Suho (Kim Junmyeon), better known as the leader of the world-renowned K-Pop group, EXO, debuted his first solo mini-album earlier in March. Inspired heavily by Van Gogh, the album explores the singer’s connection with the artist.

It might seem strange to associate K-Pop and Van Gogh with each other, especially since the former is viewed as bright, energetic and cheerful. That’s why Suho’s Self Portrait minimises this stereotype, and shows a mature side of both himself and the genre. Prior to the release of the album, he stated that he would show a ‘new side’ of himself – something personal for his long-time fans, like myself.

Why Van Gogh?

Suho was on a trip in Switzerland when he first saw Van Gogh’s paintings.
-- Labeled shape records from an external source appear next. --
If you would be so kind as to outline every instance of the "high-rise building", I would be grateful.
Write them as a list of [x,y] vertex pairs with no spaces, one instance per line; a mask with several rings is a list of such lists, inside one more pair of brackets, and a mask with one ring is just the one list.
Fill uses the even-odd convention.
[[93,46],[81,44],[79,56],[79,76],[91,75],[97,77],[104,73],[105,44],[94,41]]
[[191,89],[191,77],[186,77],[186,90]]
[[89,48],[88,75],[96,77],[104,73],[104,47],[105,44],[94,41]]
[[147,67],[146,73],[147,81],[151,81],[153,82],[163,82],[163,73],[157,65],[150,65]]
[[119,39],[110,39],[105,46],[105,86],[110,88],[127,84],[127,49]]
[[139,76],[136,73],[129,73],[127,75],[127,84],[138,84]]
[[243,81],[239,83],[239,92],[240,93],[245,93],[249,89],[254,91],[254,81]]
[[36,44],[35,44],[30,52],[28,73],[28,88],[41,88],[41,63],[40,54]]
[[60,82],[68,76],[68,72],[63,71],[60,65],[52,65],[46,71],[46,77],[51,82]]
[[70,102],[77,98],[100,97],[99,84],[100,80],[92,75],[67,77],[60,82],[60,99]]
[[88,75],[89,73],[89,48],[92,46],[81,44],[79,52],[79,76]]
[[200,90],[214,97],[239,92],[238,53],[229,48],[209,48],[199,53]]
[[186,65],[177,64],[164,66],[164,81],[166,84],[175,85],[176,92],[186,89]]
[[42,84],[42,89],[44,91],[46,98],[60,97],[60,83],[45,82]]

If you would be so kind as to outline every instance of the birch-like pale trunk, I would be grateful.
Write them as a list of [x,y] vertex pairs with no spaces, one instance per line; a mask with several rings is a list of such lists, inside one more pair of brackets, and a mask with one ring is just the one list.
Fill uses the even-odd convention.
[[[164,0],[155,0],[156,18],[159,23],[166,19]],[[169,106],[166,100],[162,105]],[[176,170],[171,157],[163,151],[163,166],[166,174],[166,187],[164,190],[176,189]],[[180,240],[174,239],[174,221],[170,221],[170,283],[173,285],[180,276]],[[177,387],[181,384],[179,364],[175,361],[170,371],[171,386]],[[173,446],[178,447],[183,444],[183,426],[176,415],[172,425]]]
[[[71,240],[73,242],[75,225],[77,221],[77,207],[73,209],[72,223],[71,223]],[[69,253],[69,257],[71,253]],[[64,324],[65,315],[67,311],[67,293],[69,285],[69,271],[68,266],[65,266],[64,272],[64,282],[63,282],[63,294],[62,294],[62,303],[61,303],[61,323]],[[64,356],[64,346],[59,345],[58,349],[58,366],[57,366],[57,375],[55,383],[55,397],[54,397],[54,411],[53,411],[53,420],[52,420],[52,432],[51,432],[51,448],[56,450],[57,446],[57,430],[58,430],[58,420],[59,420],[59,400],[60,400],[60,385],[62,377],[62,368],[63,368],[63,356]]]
He then travelled to Paris to visit the neighbourhood the artist inhabited (Montmartre) and to see more of his artwork, and found that his favourites were Van Gogh’s Self Portraits. Suho uses them as a medium to reinvent and repaint himself, to show his true personality – much different from Van Gogh’s presentation of himself.

Self-Portrait, 1887, Paris

The Dutch painter’s Self-Portrait (1887) shows his best side, rather than his real side, similar to a head shot one would take when creating a LinkedIn account. He dresses himself in a decent suit to fulfil the desire to ‘memorialise’ his appearance, as well as commemorate the self-portraiture trend in the 19th century. There is great detail in his face, as opposed to the pointillist technique used in the rest of the painting. This could have been a way to bring more attention to his serious visage almost coming out of the frame.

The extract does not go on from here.